Trepado en la base de un anuncio, uno de los tres intérpretes manipula el armazón de metal que sostiene haciéndolo sonar como un bello timbal. Mientras otro se afana en la reja de una ventana creando un rítmico sonido percutido.
El segundo movimiento se ejecuta en la fuente. Su cantarín sonido se funde con el golpetear del agua estancada, la percusión creada a mano limpia sobre su orilla mojada previamente y el raspar rítmico de una banca de madera. Las cuerdas bucales de uno de los intérpretes entran como sonidos ancestrales y se deslizan hasta el latir del corazón para señalar el camino hacia la plaza de San Roque.
De unas cuantas personas iniciales mirando el concierto, la procesión se ensancha al centenar que los sigue como si fueran el flautista de Hamelín. Embrujados por el sonido, lentamente se acomodan en el suelo mientras uno de los intérpretes, encaramado en la estatua dedicada a Enrique Ruelas, “bolea” sus zapatos, golpea sus piernas y brazos, pule su pipa y un cepillo bailarín retoza en la espalda del hierático maestro de teatro, manipulado por otro de los músicos que con ello inicia un diálogo sonoro al que se une una vieja estaca de madera, y la obra se convierte en una batucada alegre y festiva.
De entre el público, eligen a un chavo que carga un largo bolso de deportes y a otro que se cubre del sol con una gorra de béisbol y de ambos objetos crean sonidos de la selva, tambores batientes, rugidos de león, acompasado por la cuerda solitaria de la agujeta de un tenis, con un tempo y un ritmo precisos que hace pensar que más que improvisar, ensayaron por meses.

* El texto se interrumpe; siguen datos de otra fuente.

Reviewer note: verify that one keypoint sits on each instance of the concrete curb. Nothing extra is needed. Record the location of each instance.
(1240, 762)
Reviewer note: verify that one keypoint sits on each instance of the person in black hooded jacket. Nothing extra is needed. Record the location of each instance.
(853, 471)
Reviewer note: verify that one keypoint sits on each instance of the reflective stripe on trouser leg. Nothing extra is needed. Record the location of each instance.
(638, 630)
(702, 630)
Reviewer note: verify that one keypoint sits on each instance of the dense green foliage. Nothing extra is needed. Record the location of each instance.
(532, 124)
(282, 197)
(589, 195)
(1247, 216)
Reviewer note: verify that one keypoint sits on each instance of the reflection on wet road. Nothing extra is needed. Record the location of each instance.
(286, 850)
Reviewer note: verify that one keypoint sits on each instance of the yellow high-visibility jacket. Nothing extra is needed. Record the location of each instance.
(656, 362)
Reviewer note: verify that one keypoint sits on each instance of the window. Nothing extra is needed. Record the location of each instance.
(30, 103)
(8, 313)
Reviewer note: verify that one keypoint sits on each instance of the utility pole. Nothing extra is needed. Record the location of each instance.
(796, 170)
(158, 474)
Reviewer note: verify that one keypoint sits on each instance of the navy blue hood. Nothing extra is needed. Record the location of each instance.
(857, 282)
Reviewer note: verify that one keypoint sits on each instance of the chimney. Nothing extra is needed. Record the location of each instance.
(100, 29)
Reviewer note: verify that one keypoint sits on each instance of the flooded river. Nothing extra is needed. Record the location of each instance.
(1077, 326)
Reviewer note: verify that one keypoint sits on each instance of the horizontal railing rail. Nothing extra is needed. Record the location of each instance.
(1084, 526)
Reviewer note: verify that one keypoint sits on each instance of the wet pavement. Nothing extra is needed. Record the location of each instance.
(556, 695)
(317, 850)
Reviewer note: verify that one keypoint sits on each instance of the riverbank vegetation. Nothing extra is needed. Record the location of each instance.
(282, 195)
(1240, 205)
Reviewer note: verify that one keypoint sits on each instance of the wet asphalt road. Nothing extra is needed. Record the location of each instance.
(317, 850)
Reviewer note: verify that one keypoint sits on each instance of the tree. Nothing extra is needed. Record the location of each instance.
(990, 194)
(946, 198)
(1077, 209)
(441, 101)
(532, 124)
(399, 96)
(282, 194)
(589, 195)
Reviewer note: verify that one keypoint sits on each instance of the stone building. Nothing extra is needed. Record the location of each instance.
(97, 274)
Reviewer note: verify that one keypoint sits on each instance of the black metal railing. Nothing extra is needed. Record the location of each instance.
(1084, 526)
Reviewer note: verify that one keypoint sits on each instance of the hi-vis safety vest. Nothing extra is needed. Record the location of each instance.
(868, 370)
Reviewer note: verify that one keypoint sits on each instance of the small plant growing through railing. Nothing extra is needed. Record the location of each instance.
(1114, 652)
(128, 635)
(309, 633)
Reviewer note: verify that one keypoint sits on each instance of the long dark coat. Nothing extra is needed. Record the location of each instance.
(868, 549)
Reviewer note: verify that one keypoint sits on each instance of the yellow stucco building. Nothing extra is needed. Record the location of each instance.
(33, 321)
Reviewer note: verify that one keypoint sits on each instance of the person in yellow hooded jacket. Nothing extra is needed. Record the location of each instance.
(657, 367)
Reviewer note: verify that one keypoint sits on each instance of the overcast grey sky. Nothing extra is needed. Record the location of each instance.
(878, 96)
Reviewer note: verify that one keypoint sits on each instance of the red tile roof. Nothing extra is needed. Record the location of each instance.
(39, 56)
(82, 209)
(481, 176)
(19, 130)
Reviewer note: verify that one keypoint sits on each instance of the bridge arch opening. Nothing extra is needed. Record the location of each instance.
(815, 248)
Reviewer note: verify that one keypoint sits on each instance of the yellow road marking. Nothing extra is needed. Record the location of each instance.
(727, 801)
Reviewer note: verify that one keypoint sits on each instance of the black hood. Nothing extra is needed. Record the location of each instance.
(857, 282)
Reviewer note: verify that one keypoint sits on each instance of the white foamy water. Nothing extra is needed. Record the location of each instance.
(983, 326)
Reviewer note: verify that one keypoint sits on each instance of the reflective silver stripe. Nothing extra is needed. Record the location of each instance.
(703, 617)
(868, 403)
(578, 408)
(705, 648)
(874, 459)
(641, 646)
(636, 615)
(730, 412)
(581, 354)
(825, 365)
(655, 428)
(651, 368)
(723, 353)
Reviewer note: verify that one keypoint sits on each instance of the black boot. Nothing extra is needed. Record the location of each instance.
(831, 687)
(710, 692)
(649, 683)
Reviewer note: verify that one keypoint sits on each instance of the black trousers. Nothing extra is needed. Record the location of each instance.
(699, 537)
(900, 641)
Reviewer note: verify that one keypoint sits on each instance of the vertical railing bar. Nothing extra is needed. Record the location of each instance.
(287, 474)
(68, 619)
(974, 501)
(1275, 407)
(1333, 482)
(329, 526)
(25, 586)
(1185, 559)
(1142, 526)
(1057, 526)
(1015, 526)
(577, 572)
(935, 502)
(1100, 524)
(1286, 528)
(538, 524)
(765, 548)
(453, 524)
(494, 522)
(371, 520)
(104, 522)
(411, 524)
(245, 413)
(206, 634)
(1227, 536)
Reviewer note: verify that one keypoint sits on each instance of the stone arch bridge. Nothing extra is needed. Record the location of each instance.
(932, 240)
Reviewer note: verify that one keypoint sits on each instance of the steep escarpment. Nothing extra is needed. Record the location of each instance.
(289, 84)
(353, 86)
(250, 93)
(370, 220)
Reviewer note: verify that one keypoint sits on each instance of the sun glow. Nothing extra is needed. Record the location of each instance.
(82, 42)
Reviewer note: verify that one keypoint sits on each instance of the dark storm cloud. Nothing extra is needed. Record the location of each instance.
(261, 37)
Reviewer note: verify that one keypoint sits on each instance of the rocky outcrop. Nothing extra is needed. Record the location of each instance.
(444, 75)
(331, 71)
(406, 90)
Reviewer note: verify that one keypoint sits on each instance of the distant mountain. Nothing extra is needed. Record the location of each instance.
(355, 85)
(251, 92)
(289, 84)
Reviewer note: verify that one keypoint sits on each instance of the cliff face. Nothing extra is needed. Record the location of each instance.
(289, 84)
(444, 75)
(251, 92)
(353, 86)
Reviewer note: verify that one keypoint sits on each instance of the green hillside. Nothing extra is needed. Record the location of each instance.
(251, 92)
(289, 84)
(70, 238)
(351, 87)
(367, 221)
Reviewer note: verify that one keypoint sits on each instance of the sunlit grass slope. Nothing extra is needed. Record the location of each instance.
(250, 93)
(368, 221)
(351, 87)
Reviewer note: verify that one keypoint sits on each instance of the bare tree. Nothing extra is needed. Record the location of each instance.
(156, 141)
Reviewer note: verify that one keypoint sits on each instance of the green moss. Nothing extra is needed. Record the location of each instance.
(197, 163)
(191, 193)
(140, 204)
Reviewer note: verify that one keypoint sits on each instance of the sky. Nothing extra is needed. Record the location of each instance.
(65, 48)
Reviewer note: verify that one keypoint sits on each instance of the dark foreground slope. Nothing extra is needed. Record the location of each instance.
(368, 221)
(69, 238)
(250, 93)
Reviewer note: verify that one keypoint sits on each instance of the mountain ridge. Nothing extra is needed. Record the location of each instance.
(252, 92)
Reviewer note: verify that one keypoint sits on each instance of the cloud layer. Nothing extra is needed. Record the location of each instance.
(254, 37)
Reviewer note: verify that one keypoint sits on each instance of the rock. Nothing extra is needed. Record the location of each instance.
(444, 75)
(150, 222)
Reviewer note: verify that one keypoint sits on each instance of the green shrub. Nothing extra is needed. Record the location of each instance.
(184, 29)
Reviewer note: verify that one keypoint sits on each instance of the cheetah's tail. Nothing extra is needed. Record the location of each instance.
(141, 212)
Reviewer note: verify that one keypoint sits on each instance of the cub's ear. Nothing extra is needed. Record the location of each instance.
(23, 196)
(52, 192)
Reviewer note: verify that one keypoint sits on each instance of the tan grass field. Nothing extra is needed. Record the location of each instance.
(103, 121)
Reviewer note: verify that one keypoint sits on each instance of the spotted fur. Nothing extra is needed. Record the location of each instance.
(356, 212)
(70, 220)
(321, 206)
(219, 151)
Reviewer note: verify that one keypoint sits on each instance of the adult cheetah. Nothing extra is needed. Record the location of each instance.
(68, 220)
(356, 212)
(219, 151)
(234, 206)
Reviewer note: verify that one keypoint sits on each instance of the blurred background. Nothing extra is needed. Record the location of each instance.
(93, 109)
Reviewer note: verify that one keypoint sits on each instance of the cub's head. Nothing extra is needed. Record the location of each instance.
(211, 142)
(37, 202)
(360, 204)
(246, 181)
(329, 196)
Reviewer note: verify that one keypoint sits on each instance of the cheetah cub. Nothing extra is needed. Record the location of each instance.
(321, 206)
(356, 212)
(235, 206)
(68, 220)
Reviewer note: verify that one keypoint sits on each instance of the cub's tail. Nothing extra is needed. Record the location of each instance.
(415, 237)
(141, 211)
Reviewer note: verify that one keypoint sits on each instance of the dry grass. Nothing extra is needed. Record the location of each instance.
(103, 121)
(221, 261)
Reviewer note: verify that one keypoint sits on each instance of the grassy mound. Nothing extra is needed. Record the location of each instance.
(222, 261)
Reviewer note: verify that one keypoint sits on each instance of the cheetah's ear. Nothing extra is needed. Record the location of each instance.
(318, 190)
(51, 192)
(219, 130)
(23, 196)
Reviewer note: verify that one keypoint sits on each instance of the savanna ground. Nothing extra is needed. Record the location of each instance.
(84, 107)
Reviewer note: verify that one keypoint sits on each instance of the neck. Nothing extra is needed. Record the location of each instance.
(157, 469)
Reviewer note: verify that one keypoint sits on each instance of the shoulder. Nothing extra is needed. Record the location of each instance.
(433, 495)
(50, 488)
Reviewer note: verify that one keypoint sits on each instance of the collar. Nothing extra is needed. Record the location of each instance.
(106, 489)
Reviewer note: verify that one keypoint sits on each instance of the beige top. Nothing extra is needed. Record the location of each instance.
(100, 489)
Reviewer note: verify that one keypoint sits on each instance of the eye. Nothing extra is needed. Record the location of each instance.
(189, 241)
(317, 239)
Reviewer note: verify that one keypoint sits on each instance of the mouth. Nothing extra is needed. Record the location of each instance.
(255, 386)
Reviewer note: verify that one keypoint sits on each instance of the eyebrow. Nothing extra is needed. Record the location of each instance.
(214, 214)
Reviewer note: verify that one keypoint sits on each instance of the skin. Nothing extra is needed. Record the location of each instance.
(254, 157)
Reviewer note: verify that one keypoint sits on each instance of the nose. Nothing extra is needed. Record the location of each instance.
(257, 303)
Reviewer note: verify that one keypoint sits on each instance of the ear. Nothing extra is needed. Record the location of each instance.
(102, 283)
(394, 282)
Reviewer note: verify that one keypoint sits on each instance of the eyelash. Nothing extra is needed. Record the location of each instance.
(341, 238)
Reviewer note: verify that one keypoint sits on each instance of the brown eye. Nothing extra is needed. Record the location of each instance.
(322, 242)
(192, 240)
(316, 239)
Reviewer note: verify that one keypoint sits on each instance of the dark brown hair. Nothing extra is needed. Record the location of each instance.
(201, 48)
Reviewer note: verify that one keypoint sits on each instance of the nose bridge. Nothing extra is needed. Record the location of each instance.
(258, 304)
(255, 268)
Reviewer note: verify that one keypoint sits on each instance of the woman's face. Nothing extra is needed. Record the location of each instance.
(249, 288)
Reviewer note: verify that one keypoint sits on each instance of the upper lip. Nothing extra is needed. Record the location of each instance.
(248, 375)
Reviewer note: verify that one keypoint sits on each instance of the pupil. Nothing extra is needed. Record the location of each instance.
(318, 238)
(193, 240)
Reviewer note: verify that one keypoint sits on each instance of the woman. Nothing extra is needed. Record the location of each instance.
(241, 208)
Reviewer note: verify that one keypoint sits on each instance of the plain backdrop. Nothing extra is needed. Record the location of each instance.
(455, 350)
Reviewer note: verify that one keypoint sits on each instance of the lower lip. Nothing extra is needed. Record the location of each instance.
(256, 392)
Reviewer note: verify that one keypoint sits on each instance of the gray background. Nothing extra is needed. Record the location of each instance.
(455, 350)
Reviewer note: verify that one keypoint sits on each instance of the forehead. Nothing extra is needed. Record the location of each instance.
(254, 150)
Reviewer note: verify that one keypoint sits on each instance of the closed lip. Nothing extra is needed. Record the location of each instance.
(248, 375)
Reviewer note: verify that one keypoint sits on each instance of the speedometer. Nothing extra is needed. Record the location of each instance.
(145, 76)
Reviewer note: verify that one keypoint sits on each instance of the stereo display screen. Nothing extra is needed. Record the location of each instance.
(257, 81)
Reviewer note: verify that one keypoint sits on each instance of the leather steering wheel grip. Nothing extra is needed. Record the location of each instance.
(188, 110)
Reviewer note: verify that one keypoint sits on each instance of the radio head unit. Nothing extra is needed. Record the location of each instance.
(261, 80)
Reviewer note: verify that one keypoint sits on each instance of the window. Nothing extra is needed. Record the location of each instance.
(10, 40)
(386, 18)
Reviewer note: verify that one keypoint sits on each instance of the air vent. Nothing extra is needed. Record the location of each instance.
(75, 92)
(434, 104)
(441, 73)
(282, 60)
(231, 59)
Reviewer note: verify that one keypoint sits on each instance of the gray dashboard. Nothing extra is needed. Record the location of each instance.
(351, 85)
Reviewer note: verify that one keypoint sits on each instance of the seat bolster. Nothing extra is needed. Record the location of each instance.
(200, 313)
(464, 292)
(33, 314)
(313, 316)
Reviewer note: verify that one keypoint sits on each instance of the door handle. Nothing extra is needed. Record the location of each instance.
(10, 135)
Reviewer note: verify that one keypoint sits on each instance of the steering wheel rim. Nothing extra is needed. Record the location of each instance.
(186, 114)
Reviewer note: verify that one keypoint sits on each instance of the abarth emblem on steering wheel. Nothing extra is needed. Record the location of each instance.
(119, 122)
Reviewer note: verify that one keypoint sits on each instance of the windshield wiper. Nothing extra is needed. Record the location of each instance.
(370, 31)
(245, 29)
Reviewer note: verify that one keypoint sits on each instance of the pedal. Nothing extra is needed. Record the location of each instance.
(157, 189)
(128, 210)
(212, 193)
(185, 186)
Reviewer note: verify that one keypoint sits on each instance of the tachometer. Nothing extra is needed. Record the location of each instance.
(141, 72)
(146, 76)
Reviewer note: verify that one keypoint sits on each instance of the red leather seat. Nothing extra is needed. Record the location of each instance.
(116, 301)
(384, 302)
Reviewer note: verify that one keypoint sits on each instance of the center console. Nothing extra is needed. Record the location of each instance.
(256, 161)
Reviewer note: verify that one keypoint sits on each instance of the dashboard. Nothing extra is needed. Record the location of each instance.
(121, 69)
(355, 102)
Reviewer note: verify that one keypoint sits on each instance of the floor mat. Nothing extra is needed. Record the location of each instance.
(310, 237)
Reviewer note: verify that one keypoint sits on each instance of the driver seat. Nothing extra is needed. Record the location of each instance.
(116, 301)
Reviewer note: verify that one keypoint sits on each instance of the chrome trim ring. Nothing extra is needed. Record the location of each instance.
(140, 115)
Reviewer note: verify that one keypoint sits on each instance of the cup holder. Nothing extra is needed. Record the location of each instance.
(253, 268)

Frente a la iglesia de San Roque, los faroles que rodean la cruz de la plaza se vuelven una especie de violines pulsados por un arco del tamaño de una sierra emanando agudos sonidos, que contrastan con el grave que salta con vida de sus oxidadas tapas. El paisaje sonoro del entorno ha cambiado con esa minisinfonía efímera. El único encore posible es el aplauso para celebrar el trabajo, y los intérpretes lo vuelven también un trozo de música.